FDA Publishes Guide to Buying Meds Online
"Buying Medical Products Online" offers information on balancing the convenience and privacy of purchasing medications through the Internet with consumers' need to protect their health and wallets. FDA launched the project in tandem with President Clinton's announcement that he wanted to increase federal oversight of online pharmacies and educate the public about the potential dangers of buying prescription drugs online.
Among the tips and warnings for consumers, the guide advises: "Don't do business with sites that have no access to a registered pharmacist to answer questions." Elsewhere, the buyers' guide includes articles from the agency's magazine FDA Consumer and answers to frequently asked questions about online pharmacies. The guide also encourages people to inform the FDA of Web sites that may be illegally selling human or animal drugs, medical devices, biological products, foods, dietary supplements, or cosmetics.
The online buyers' guide appears to be part of the "public outreach" program described by FDA Commissioner Jane E. Henney, M.D., at a July 1999 hearing before the House Subcommittee on Oversight and Investigations. At that time she outlined the FDA's action plan to help curb the illegal marketing of prescription drugs on the Internet. In December, Henney previewed the plans at ASHP's Midyear Clinical Meeting, in Orlando, Fla., where she was a speaker at the Opening General Session.
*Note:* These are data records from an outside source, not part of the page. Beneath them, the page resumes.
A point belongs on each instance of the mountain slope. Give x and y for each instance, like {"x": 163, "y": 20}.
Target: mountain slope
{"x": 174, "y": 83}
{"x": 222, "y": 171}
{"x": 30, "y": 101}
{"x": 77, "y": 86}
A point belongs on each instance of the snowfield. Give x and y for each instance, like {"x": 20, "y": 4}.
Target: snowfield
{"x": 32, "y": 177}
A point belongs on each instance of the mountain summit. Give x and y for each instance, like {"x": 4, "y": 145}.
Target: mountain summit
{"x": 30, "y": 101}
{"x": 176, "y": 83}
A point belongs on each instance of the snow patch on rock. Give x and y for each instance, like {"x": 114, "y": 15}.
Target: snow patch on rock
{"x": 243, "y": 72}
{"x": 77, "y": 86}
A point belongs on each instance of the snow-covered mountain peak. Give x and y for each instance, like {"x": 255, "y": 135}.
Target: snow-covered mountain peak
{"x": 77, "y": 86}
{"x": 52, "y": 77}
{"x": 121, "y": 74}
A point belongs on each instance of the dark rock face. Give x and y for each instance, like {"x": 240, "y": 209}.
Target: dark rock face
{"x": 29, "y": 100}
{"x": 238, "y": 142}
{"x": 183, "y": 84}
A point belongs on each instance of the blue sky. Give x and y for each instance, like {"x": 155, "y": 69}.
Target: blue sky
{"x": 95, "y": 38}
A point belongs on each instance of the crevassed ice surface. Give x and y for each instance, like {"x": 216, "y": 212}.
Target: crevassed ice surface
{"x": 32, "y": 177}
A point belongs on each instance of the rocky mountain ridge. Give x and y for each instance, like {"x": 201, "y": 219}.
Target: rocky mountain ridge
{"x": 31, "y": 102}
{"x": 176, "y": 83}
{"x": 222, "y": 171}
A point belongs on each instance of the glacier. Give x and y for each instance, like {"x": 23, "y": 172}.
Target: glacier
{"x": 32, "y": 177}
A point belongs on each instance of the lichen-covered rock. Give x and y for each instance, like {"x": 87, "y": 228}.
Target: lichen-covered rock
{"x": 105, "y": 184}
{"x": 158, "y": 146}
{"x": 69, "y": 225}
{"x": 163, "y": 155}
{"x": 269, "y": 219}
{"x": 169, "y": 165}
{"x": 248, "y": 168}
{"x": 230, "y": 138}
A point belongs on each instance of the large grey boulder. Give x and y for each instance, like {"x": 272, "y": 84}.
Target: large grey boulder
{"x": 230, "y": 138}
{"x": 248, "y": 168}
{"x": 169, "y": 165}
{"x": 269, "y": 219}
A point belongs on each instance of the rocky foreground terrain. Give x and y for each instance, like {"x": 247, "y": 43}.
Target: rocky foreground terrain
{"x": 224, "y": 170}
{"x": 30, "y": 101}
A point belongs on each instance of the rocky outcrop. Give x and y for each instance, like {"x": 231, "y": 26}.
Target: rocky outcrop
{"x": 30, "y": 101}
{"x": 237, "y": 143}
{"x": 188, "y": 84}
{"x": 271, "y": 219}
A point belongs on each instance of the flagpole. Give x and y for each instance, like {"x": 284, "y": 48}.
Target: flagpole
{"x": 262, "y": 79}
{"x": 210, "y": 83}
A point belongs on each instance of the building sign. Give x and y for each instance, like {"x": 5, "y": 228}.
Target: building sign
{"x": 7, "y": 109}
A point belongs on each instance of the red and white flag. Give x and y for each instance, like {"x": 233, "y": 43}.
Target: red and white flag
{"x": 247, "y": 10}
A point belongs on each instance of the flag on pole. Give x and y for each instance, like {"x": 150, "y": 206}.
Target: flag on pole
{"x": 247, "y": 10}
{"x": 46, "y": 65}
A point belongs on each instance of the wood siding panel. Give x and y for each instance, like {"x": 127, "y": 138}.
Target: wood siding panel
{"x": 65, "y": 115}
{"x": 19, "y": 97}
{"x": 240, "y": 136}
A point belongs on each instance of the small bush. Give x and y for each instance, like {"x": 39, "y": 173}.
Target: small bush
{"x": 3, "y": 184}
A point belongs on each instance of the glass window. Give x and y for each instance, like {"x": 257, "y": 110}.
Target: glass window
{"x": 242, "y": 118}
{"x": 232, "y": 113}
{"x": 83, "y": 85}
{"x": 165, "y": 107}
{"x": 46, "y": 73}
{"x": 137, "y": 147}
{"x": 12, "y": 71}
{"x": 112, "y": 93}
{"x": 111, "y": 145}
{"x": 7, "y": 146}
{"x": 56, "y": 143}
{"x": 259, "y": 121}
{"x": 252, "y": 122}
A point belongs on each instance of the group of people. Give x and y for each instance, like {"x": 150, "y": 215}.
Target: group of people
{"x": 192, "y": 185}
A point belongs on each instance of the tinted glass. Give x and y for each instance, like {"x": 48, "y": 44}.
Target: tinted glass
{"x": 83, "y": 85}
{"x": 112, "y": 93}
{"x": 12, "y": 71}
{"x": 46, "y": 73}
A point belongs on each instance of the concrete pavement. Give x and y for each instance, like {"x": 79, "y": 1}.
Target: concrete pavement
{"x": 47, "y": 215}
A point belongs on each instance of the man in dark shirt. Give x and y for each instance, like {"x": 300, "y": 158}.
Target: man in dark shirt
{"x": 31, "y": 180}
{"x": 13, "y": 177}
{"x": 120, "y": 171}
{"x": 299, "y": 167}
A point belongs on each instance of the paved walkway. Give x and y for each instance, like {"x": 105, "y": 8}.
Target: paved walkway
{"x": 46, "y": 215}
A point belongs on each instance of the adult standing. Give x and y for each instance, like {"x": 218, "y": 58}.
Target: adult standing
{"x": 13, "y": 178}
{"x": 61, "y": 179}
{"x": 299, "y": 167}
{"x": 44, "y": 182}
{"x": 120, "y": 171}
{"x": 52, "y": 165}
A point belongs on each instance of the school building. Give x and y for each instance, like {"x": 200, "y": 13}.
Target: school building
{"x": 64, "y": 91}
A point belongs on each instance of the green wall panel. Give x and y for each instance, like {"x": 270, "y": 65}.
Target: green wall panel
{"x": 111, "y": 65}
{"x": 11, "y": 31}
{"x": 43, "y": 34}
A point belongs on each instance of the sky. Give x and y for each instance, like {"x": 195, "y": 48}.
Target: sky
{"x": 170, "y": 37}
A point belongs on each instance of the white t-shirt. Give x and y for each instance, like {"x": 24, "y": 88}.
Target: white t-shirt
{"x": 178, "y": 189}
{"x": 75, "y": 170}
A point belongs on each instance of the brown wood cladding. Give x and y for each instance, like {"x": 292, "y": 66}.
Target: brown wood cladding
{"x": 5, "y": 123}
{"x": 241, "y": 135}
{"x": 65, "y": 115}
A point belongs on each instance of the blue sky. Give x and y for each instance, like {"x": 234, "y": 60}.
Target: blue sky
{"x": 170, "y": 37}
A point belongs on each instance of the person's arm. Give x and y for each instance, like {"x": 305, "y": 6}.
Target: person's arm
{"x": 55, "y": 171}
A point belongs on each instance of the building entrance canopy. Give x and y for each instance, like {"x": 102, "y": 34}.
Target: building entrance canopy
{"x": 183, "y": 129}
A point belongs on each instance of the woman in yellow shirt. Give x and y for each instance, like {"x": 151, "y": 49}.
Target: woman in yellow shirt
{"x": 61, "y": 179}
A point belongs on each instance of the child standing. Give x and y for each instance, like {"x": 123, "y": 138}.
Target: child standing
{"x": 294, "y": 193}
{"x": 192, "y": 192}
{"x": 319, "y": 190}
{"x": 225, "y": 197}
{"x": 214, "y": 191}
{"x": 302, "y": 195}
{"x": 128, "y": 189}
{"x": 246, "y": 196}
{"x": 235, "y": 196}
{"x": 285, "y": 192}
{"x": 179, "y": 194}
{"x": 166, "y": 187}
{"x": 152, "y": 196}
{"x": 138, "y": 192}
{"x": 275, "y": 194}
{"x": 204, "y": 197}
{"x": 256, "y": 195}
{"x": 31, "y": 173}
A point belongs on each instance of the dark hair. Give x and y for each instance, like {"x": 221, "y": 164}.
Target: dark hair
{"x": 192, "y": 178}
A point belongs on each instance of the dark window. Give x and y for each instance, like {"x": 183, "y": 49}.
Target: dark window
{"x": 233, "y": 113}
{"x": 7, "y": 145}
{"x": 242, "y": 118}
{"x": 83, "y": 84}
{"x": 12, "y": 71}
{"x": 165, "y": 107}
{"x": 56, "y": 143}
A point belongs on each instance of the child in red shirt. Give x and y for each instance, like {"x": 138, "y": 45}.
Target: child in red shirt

Other parts of that action plan included expanding the FDA's enforcement efforts and partnering with federal and state-level groups and other organizations. This latter effort led to the signing of "Principles of Understanding" with the National Association of Boards of Pharmacy and the Federation of State Medical Boards. The principles, which include working with nonfederal groups to address domestic Internet sales of prescription drugs, were endorsed by the ASHP Board of Directors at its November 1999 meeting.